D3 Energy’s (ASX:D3E) helium story just got bigger. The harder part comes next

Darvesh Singh
6 Min Read

D3 Energy Limited (ASX:D3E) has given investors a bigger helium number to think about. The company’s latest South African update is not about a single well or a short-term price move. It is about scale.

On 7 May 2026, D3 announced independent certification of a maiden Contingent and Prospective Resource at ER386, an exploration permit in South Africa’s Free State Province. ER386 sits next to D3’s flagship ER315 permit and north of the company’s initial Production Right Application area. The company says the certification was completed by Sproule ERCE, an independent reserves and resources auditor.

That is the clean fact. The more interesting point is what it changes.

D3 is still an early-stage helium and natural gas story. It has not yet become a production story. But the ER386 update gives the company a larger resource base across the same geological system. For a junior energy name, that can matter. It gives investors more to assess than a single permit, while also raising the bar for funding, approvals and execution.

The new number for D3 Energy widens the Free State story

The headline figure is the 65% lift in D3’s combined 2C Recoverable Helium Resource across ER315, PR016 and ER386 to 35.6 BCF. The company also reported that total Prospective 2U Helium Resource increased 94% to 52.5 BCF, compared with the prior ER315 and PR016 standalone figures.

Those are large numbers for a company with a market capitalisation that has recently sat around the A$50 million mark. Market Index listed D3E at A$0.33 on 19 June 2026, with a market capitalisation of A$49.86 million and a 52-week range of A$0.110 to A$0.600.

The appeal is easy to understand. Helium is a specialist gas used in high-value industries, and D3 is trying to build a position in a province where it has reported independently verified helium concentrations of up to 8% at ER315.

The awkward part is just as clear. Bigger resources do not automatically become commercial production.

ER386 is a scale signal, not a finish line

ER386 matters because it is contiguous with ER315 and sits within the same Free State helium province. D3 Energy says ER386 covers an area equivalent to 59% of the combined ER315 and PR016 position and forms part of its broader 479,409-acre Free State land holding. The company holds a 100% working interest in ER386.

That makes the update more than a random acreage add-on. It supports the idea that D3 Energy is working across a connected system rather than chasing isolated pockets of gas.

Still, the language matters. Contingent and Prospective Resources sit on the pathway toward development, not at the end of it. Prospective Resources carry discovery and development risk. D3’s own announcement notes that further exploration, appraisal and evaluation are required before potentially recoverable hydrocarbons and helium can be confirmed at commercial scale.

That line is not a footnote. It is the whole debate.

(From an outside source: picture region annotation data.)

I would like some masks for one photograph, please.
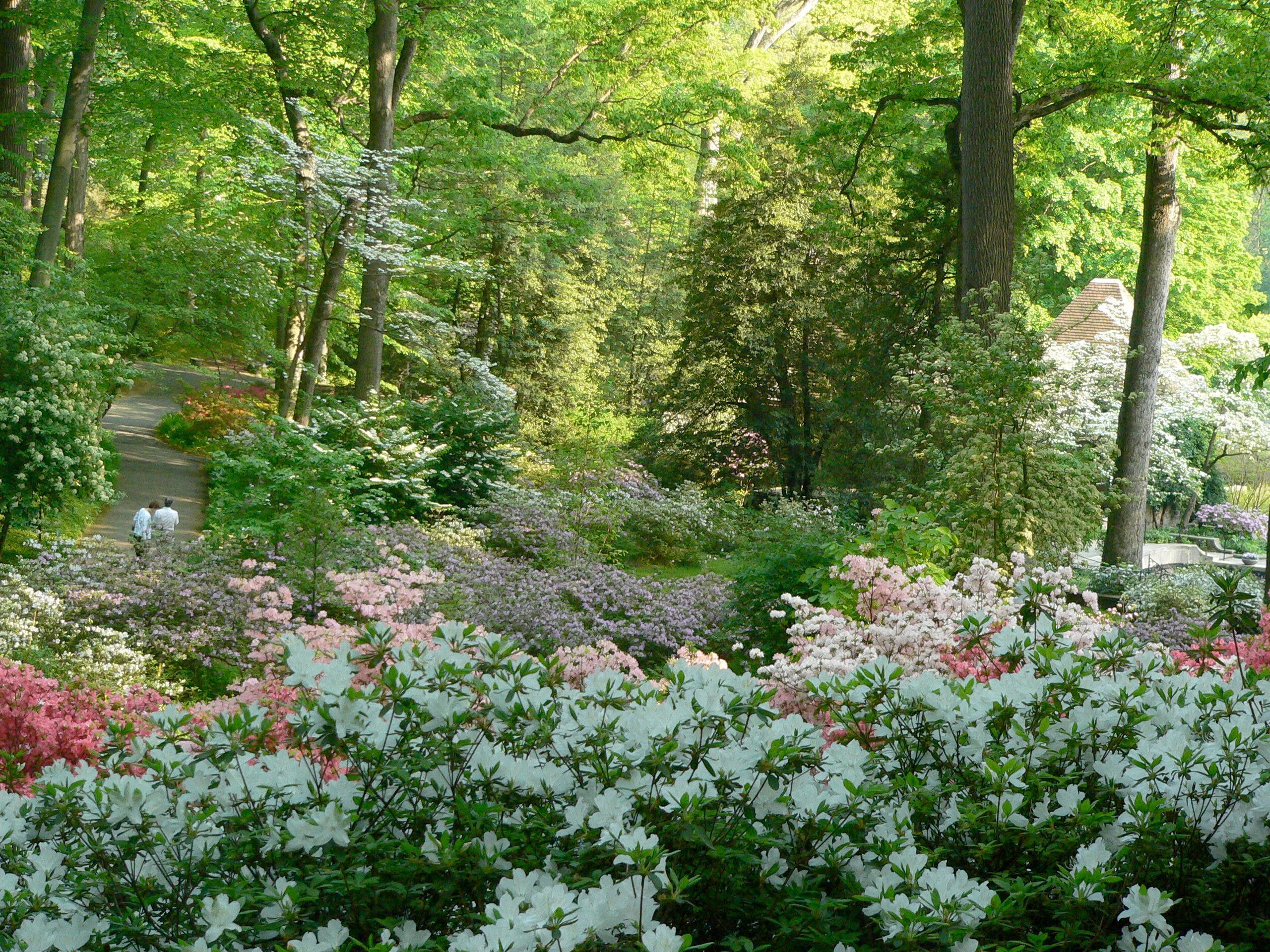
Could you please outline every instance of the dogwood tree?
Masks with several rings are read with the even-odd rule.
[[[1049,386],[1060,411],[1053,438],[1093,447],[1107,473],[1115,451],[1116,415],[1124,386],[1128,320],[1095,340],[1052,344]],[[1165,341],[1152,435],[1149,501],[1175,505],[1185,523],[1204,484],[1224,458],[1270,447],[1270,399],[1227,386],[1233,368],[1261,353],[1255,334],[1226,324]]]
[[[0,553],[9,529],[72,499],[107,500],[98,420],[122,367],[74,302],[0,289]]]

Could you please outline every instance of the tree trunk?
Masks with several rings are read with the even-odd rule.
[[[1161,107],[1154,110],[1160,133],[1170,121]],[[1116,503],[1107,514],[1102,543],[1105,565],[1142,565],[1142,542],[1147,527],[1147,470],[1151,465],[1151,433],[1156,415],[1156,385],[1165,340],[1165,314],[1173,274],[1173,251],[1181,223],[1177,201],[1177,138],[1170,136],[1147,154],[1147,176],[1142,207],[1142,250],[1134,288],[1129,353],[1124,367],[1124,399],[1116,425],[1116,463],[1113,491]]]
[[[284,363],[278,368],[276,383],[279,392],[279,413],[282,402],[288,400],[286,393],[287,368],[295,363],[300,352],[300,340],[306,324],[306,294],[312,286],[312,221],[314,221],[314,189],[318,185],[318,156],[314,152],[312,135],[309,131],[309,119],[300,105],[302,90],[295,85],[291,76],[291,63],[287,61],[282,48],[282,41],[264,22],[257,0],[243,0],[243,9],[246,11],[251,30],[260,39],[269,62],[273,65],[273,77],[278,86],[278,95],[282,98],[282,110],[287,117],[287,126],[291,129],[291,140],[296,143],[298,161],[296,162],[296,193],[300,198],[300,234],[296,237],[295,260],[295,293],[291,296],[291,310],[278,320],[274,344],[284,355]]]
[[[207,141],[207,129],[198,131],[199,143]],[[199,151],[198,168],[194,170],[194,225],[203,223],[203,182],[207,179],[207,152]]]
[[[0,0],[0,194],[30,209],[27,190],[27,98],[30,30],[22,0]]]
[[[323,269],[321,286],[318,288],[318,297],[314,300],[314,312],[309,321],[309,331],[305,334],[304,364],[300,374],[300,393],[296,400],[296,423],[307,425],[312,413],[314,393],[318,391],[318,381],[321,377],[323,364],[326,359],[326,331],[330,327],[330,319],[335,311],[335,298],[339,296],[339,287],[344,281],[344,265],[348,261],[348,250],[357,234],[357,218],[362,212],[362,199],[354,198],[344,209],[344,217],[339,222],[339,232],[335,235],[335,245],[326,256],[326,267]]]
[[[1010,310],[1015,260],[1013,72],[1024,4],[963,4],[963,316]]]
[[[85,212],[88,209],[88,123],[80,126],[80,133],[75,138],[75,166],[71,169],[71,185],[66,195],[66,250],[71,254],[84,255],[84,227],[86,223]]]
[[[38,63],[43,58],[43,52],[36,51],[36,62]],[[53,62],[56,67],[56,61]],[[56,70],[53,70],[56,71]],[[53,107],[57,104],[57,88],[50,80],[44,84],[43,89],[38,85],[36,86],[36,98],[39,100],[39,118],[44,119],[46,116],[53,114]],[[36,140],[36,155],[32,164],[30,175],[30,208],[38,212],[44,203],[44,168],[48,161],[48,137],[41,136]]]
[[[137,211],[146,209],[146,192],[150,190],[150,169],[154,165],[155,149],[159,146],[159,133],[151,128],[146,143],[141,146],[141,170],[137,173]]]
[[[392,123],[396,77],[398,0],[375,0],[375,19],[366,30],[370,47],[371,129],[366,142],[370,185],[366,202],[366,272],[362,275],[361,321],[357,327],[357,378],[353,396],[367,400],[384,376],[384,320],[391,264],[385,254],[386,220],[392,206]]]
[[[93,60],[97,55],[97,33],[102,25],[104,6],[105,0],[84,0],[80,14],[75,55],[71,57],[71,72],[66,84],[66,103],[62,105],[62,121],[57,127],[53,161],[48,166],[48,188],[41,216],[43,230],[36,241],[36,261],[30,268],[29,284],[33,288],[46,288],[52,282],[62,216],[66,213],[66,195],[71,185],[71,169],[75,164],[75,146],[80,123],[84,121],[84,109],[88,108],[89,83],[93,79]]]

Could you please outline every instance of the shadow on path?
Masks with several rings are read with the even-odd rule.
[[[119,451],[121,498],[102,512],[88,534],[128,545],[132,514],[151,499],[161,503],[164,496],[171,496],[180,514],[177,536],[193,538],[203,527],[207,504],[206,461],[161,443],[155,426],[177,409],[182,393],[215,381],[217,374],[156,364],[142,364],[138,369],[146,376],[116,399],[102,421],[114,432],[114,447]],[[232,377],[224,380],[231,382]]]

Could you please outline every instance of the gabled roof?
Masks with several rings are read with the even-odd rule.
[[[1055,344],[1095,340],[1099,334],[1124,330],[1133,315],[1133,296],[1116,278],[1095,278],[1049,325]]]

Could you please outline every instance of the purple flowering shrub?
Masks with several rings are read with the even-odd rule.
[[[1241,509],[1233,503],[1213,503],[1195,510],[1195,522],[1232,536],[1265,538],[1266,514],[1253,509]]]
[[[138,561],[131,548],[64,541],[19,569],[28,585],[61,598],[69,623],[126,632],[196,693],[220,693],[244,668],[254,600],[232,585],[250,572],[229,548],[165,539]]]
[[[505,487],[475,515],[491,545],[538,561],[585,551],[612,562],[693,565],[728,545],[729,508],[700,486],[667,489],[624,463],[560,473],[541,490]]]

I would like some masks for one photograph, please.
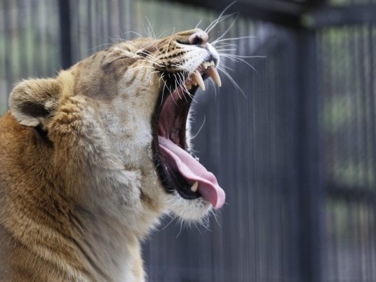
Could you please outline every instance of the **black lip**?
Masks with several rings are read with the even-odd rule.
[[[205,74],[203,75],[205,76]],[[175,80],[173,79],[168,79],[168,77],[173,76],[166,75],[165,77],[168,77],[166,80],[166,84],[168,87],[175,86]],[[189,93],[194,97],[198,86],[193,86],[189,90]],[[153,152],[153,159],[156,168],[156,173],[161,180],[165,190],[168,193],[173,193],[176,190],[180,196],[183,199],[192,200],[201,196],[201,195],[197,192],[193,192],[191,190],[192,184],[189,184],[183,176],[178,172],[173,170],[167,161],[164,159],[162,154],[159,149],[159,142],[158,140],[158,125],[159,121],[159,116],[162,110],[163,106],[167,100],[167,98],[170,95],[168,90],[164,88],[161,90],[159,95],[159,99],[154,108],[153,116],[152,118],[152,135],[153,141],[152,145],[152,149]],[[189,98],[189,105],[187,107],[187,114],[191,107],[192,99]],[[185,139],[185,127],[184,130],[182,130],[180,140],[184,140],[184,143],[180,144],[184,149],[187,149],[187,144]]]

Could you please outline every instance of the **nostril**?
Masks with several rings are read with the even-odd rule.
[[[208,34],[202,30],[192,34],[188,39],[189,44],[205,46],[208,43],[209,37]]]

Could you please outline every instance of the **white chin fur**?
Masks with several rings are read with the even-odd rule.
[[[202,198],[187,200],[176,191],[168,198],[168,209],[183,220],[201,221],[212,209],[210,203]]]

The attraction is scarcity. The test is conversion

The supportive read is that D3 Energy now has a broader resource platform in a market where helium supply is strategically important. The company also points to South Africa’s energy scarcity and local methane demand as part of the commercial backdrop. Its website describes D3 as focused on natural gas and helium projects in South Africa, with certified 2C Contingent Methane and Helium Resource figures of 475 BCF and 22.4 BCF respectively before the ER386 uplift.

The cautious read is that investors still need to see how the company turns geological scale into development value. That means approvals, funding, well performance, infrastructure, offtake terms and timing. A junior can have a serious resource and still face a long road before cash flow.

D3 Energy has already raised capital this year. On 23 March 2026, the company announced substantial excess demand for a A$6.12 million placement. That helps fund work, but it also reminds investors that early-stage resource companies often need repeated funding rounds before production economics are settled.

The next proof will not be another headline number

The next useful update is unlikely to be just a larger resource figure. Investors will be watching for progress on the Production Right Application, further appraisal work at ER386, any development timetable for ER315 and PR016, and signs that D3 Energy can move from resource certification toward a bankable project shape.

That is where the story now sits.

D3 Energy has made the map bigger. The market still needs to see the road.